The second is the pedagogical use.  Muller defines it as “the elenctical or pedagogical use; i.e., the use of the law for the confrontation and refutation of sin and for the purpose of pointing the way to Christ.”[2]  This function of the law demonstrates man’s sinfulness and shows his need for Christ.  Paul indicates this in Rom 3:20, “Therefore by the deeds of the law no flesh will be justified in His sight, for by the law is the knowledge of sin.” WLC #96 says, “What particular use is there of the moral law to unregenerate men?  The moral law is of use to unregenerate men, to awaken their consciences to flee from wrath to come, and to drive them to Christ; or, upon their continuance in the estate and way of sin, to leave them inexcusable, and under the curse thereof.”

The third is the normative use.  Muller defines it as the use that “pertains to believers in Christ who have been saved through faith apart from works.  In the regenerate life, the law no longer functions to condemn, since it no longer stands elenctically over against man as the unreachable basis for salvation, but acts as a norm of conduct, freely accepted by those in whom the grace of God works the good.”[3]  The LBCF of 1689 amplifies this use in 19:6 and indicates that while the law is no longer binding as a covenant of works, it “is of great use to them [believers] as well as to others” in that it functions as a “rule of life.”  John Murray observed concerning this use, “It is symptomatic of a pattern of thought current in many evangelical circles that the idea of keeping the commandments of God is not consonant with the liberty and spontaneity of the Christian man, that keeping the law has its affinities with legalism and with the principle of works rather than with the principle of grace.  It is strange indeed that this kind of antipathy to the notion of keeping commandments should be entertained by any believer who is a serious student of the New Testament.  Did not our Lord say, ‘If ye love Me, ye will keep My commandments’ (John 14:15).”[4]

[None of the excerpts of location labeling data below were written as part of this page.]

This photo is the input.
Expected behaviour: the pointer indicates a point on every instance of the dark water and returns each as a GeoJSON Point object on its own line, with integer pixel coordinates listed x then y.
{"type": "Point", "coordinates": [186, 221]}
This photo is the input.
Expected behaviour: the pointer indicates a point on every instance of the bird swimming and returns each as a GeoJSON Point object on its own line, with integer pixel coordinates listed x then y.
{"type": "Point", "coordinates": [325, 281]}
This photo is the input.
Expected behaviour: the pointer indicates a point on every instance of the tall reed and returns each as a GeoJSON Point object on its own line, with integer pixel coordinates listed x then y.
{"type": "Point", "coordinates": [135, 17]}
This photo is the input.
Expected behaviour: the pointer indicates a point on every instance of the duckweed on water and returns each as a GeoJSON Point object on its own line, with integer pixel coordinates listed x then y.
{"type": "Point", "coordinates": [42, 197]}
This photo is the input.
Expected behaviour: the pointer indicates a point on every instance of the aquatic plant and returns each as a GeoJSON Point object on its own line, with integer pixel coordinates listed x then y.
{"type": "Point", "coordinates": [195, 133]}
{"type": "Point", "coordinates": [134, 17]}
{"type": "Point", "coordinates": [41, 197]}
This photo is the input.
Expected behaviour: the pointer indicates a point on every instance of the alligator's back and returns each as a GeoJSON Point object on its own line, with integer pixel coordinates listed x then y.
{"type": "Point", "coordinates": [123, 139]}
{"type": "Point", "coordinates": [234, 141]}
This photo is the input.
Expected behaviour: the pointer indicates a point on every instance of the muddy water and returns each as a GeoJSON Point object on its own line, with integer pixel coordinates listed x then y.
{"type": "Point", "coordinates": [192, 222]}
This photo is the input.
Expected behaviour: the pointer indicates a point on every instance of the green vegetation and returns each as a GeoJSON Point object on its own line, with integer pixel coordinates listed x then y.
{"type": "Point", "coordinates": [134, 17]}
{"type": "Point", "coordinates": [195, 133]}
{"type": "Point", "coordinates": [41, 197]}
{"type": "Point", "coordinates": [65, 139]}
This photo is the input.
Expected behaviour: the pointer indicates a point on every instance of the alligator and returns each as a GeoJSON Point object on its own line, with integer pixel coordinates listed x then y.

Problems regarding the law are manifold in the church today.  A return to the Reformed confessions and an emphasis on covenant theology should prove a helpful corrective in this area of study.  J. Gresham Machen said, “A new and more powerful proclamation of that law is perhaps the most pressing need of the hour; men would have little difficulty with the gospel if they had only learned the lesson of law…So it always is:  a low view of the law always brings legalism in religion; a high view of law makes a man a seeker after grace.  Pray God that the high view may again prevail.”[5]



[1] Richard A. Muller, Dictionary of Latin and Greek Theological Terms.  (Grand Rapids:  Baker Books, 1985), 320.

[2] Ibid, 320.

[3] Ibid, 321.

[4] John Murray, Principles of Conduct.  (Grand Rapids:  Wm. B. Eerdmans Publishing Co., [1957] 1984), 182.

[5] J. Gresham Machen, What is Faith?  (Grand Rapids:  Wm. B. Eerdmans Publishing Co., [1925] 1974), 141-142.